Surrogate Modeling with Low-Rank Function Representation for Electromagnetic Simulation
This work addresses the computational bottleneck in electromagnetic simulation design for microwave and wave devices, offering an incremental improvement in surrogate modeling efficiency.
The paper tackles the challenge of learning high-dimensional electromagnetic response mappings under limited simulation budgets by introducing low-rank tensor function representations as a principled surrogate modeling paradigm. The proposed pairwise low-rank tensor network (PLRNet) achieves a more favorable trade-off between accuracy, robustness, and parameter efficiency in experiments on representative EM surrogate tasks.

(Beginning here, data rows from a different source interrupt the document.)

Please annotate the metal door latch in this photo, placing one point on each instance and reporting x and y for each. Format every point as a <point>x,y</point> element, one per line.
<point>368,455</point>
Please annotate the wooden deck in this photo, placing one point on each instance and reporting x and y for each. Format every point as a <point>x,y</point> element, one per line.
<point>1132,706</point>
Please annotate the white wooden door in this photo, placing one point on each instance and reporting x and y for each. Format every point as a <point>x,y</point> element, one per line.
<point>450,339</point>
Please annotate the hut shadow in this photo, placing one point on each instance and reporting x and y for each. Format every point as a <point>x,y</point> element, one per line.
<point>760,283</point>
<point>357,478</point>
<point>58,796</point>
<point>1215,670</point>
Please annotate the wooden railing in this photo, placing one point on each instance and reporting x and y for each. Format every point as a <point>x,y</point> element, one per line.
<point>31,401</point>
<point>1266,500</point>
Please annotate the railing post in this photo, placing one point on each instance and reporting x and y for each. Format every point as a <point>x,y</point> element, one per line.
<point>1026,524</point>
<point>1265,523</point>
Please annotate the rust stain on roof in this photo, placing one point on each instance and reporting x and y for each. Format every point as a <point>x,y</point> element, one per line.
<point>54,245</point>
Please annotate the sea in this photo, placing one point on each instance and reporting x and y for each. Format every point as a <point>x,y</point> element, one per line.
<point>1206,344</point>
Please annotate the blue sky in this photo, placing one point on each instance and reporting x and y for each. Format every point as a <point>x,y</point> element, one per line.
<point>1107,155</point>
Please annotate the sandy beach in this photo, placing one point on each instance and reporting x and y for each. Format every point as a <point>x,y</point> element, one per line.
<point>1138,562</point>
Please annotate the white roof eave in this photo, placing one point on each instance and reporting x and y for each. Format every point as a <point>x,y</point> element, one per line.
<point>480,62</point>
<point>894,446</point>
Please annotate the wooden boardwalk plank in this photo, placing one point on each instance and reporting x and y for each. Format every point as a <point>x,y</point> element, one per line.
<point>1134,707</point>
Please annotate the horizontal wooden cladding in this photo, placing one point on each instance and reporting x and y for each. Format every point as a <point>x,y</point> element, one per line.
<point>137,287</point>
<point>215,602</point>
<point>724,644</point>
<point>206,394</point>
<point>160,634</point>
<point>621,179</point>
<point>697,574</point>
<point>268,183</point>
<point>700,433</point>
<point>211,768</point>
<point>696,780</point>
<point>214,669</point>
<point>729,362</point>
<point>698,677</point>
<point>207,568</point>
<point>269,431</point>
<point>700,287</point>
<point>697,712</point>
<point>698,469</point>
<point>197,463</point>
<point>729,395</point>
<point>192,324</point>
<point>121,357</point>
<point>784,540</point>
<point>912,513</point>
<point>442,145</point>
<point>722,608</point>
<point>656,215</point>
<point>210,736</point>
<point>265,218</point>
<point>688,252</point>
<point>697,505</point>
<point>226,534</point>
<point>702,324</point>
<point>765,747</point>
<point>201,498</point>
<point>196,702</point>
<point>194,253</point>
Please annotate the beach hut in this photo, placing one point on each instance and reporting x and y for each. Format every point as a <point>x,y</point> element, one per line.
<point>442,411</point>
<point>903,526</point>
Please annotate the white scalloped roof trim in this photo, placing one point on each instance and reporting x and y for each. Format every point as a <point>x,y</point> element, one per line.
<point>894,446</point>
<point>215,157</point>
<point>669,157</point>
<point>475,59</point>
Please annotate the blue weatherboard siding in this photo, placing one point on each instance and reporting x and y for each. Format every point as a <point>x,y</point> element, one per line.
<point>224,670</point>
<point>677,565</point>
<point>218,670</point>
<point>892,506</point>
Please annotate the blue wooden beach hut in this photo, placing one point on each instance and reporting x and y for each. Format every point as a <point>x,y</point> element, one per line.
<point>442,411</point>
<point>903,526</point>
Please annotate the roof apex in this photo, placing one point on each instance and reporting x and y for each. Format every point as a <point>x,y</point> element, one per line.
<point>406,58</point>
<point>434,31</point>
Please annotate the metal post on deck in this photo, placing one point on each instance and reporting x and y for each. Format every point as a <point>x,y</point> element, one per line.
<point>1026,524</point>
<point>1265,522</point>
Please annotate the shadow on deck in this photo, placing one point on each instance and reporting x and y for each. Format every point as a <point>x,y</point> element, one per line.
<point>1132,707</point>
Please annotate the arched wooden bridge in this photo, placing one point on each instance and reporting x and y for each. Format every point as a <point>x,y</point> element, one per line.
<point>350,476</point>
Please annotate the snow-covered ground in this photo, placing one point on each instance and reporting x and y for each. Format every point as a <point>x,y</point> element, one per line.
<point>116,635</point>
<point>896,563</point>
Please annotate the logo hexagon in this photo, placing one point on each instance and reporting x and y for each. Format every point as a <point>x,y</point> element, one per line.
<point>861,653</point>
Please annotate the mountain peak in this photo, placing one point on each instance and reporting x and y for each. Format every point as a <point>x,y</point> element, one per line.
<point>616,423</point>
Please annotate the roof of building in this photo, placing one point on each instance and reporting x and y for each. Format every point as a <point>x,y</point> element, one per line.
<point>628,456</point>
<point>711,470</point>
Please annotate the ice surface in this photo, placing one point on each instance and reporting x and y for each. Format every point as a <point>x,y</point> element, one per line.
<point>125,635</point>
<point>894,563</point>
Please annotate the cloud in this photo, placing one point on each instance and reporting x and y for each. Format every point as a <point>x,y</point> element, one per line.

High-fidelity electromagnetic (EM) simulations are indispensable for the design of microwave and wave devices, yet repeated full-wave evaluations over high-dimensional design spaces are often computationally prohibitive. While neural surrogates can amortize this cost, learning high-dimensional EM response mappings remains difficult under limited simulation budgets due to strong and heterogeneous parameter couplings. In this work, we introduce low-rank tensor function representations as a principled surrogate modeling paradigm for EM problems and provide a systematic study of representative low-rank formats, including Tucker-style low-rank tensor function representation (LRTFR) as well as neural functional tensor-train (TT) and tensor-ring (TR) baselines. Building on these insights, we propose a pairwise low-rank tensor network (PLRNet) that uses learnable pairwise interaction factors over compact coordinate-wise embeddings. Experiments on representative EM surrogate tasks demonstrate that the proposed framework achieves a more favorable overall trade-off between accuracy, robustness, and parameter efficiency, with stable optimization in high-dimensional regimes.